What would happen if Oracle decided that it wanted the company? Does any
startup have the resources to duke it out with Oracle for the years it will
take to resolve the issue? Would any investor put money into a company that
had a dispute with Oracle, even if Oracle's claim was without much merit?

\--

read this for what it is like to go head-to-head with a megacorp (about the
inventor of Intermittent Windshield Wipers):

<http://www.theautochannel.com/news/2005/02/25/005398.html>

------
mechanical_fish
_I would be really annoyed if I had to leave it now, because I think we're
maybe a year away from having a really great solution in our market._

Your answer is sitting there in your words. Keep your day job for a year or a
year and a half. Then ask yourself the question again.

If you need a project, focus on cutting your expenses. Learn to budget. Learn
to cook. Pay off the credit cards. Move to a less expensive apartment. Every
dollar you cut from the budget is not just a dollar you get to save for when
you're self-employed, but a dollar that you _won't be spending_ when you're
self-employed, because you won't be in the habit of spending it.

If "storm clouds are on the horizon" then there's a chance you'll get laid off
in the next year. Then you can collect unemployment while you're looking for a
day job that doesn't restrict your extracurricular activities. If you quit
now, you'd have to do that anyway, without the benefit of the insurance.

I would listen to the lawyers and not-a-lawyers in this thread: Don't do
startup work while you're still employed at the company.

------
Prrometheus
It sounds like you have capable colleagues who are currently well-paid. That
is fertile ground for finding co-founders to implement ideas without assinine
obstacles.

------
sanj
Life moves in cycles that are at different frequencies. When they all end up
on a peak or trough at the same time, it is trying to tell you something.
Listen, and then move, based on your own interpretation of what you want to
hear.

In this case, it sounds like you have a project you want to get done. Get it
done. Then go on to something new. If you have a PHB kill the project, or
otherwise remove your delight in it, use that as the catalyst to move on.

Or, if you wake up one morning realizing that you _have_ to do that startup
_right now_ then do it.

------
skmurphy
Save your money and cut your personal burn rate. This takes maximum advantage
of your "great salary" in the best way possible. If you are working on a good
team in a "pocket of excellence" in a decaying organization either your team
will help to revitalize and reverse the situation or you will be overwhelmed
by the slow failure of the larger organization. Have a plan now for how you
are going to exploit your success (whether in follow on projects with the same
team at the firm or in doing something new) and a risk mitigation plan for how
you will judge that the project is not going to succeed (or be overwhelmed by
the decline of the company). If smart colleagues are leaving your team for
better opportunities then it's unlikely the team will succeed. There is a lot
of value in seeing a project through to launch (and volume) but you have to be
careful to avoid the "monkey trap" of a good salary and the natural inertia of
continuing to work on what you've been doing.

------
bayareaguy
Computer Associates screwed up so badly in its acquisition of ASK/Ingres that
all the key employees left[1]. They threw an ad-hoc party in the parking lot
to cheer on everyone who split.

The Perforce[2] founders were among them.

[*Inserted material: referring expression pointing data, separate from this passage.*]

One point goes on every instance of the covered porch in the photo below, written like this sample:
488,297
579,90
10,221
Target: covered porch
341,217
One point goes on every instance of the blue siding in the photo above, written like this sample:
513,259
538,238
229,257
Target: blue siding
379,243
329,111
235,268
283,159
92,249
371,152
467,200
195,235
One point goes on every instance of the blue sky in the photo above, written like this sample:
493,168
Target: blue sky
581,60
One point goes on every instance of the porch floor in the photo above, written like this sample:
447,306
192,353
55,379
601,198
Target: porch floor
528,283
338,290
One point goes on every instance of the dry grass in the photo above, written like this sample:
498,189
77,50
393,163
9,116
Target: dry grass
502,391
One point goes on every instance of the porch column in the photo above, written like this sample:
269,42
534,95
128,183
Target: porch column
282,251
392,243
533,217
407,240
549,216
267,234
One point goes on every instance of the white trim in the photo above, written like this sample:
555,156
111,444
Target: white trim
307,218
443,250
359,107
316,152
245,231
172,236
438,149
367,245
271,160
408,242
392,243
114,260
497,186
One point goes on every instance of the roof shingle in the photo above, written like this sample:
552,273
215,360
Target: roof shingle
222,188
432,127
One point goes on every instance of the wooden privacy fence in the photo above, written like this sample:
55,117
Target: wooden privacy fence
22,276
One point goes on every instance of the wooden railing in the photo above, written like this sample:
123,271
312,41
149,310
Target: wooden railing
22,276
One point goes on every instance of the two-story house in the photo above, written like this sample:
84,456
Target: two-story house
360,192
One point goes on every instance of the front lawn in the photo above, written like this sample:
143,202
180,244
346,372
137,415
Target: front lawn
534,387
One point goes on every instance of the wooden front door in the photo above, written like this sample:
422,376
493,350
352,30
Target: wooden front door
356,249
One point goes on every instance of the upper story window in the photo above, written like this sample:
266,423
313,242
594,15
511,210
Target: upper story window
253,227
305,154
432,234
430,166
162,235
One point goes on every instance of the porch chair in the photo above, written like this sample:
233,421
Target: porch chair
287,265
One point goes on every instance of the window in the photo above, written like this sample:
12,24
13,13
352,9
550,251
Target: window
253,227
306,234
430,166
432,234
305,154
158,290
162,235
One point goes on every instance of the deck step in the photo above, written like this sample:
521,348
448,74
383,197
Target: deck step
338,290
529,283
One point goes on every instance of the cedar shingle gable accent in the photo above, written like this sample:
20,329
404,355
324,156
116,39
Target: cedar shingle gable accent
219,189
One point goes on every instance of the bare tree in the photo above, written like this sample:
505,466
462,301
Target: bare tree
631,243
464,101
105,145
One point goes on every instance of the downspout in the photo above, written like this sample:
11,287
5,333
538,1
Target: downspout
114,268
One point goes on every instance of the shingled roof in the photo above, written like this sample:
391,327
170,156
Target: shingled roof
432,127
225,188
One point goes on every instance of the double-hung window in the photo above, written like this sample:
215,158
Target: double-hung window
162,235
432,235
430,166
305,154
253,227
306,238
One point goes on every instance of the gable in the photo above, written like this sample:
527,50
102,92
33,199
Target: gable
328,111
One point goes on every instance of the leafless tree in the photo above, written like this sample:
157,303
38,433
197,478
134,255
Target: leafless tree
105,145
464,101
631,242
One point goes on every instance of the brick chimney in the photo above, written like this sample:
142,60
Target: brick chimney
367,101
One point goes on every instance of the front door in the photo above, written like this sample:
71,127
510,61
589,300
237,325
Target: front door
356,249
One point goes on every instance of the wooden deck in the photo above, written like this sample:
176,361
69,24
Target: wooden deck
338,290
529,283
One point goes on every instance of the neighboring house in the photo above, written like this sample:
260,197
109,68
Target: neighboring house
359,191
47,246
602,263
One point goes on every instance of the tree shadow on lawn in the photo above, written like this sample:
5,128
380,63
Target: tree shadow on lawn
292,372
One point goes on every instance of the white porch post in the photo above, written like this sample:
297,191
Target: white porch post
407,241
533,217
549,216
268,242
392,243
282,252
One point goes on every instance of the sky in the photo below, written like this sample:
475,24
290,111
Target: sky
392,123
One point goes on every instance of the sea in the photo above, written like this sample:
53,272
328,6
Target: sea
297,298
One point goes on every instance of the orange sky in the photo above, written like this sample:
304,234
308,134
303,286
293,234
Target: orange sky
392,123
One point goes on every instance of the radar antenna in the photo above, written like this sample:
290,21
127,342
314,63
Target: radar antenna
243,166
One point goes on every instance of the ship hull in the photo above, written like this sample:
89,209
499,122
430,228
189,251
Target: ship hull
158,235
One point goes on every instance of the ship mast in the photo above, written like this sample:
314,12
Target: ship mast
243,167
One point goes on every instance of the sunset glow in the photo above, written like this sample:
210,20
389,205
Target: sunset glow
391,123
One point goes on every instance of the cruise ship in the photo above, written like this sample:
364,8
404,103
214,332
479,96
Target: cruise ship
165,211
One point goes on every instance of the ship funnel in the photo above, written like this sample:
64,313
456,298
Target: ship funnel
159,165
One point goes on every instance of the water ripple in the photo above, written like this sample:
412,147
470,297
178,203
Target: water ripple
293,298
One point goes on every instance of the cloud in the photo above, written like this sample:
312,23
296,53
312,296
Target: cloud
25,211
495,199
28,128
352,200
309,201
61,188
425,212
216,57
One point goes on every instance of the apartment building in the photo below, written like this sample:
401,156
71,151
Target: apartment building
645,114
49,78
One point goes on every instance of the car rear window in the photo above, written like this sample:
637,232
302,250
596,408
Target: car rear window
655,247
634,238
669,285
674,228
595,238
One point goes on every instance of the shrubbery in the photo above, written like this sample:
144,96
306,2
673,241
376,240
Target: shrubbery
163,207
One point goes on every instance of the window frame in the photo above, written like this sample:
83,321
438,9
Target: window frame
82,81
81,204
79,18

Your situation sounds a little like theirs - they were reasonably happy. But
when CA handed them the perfect opportunity, they used the money from their
severence package to jumpstart the "p3" product. p3 was renamed Perforce/p4
when they discovered p3 was already trademarked.

[1] - [http://www.cbronline.com/article_cg.asp?guid=A29F1ABE-
CF37-4...](http://www.cbronline.com/article_cg.asp?guid=A29F1ABE-
CF37-4A54-A992-D0D87C8E5E8B)

[2] - <http://www.perforce.com/perforce/corp.html>

------
edw519
Make a choice. Any of your ideas started with them are no longer yours.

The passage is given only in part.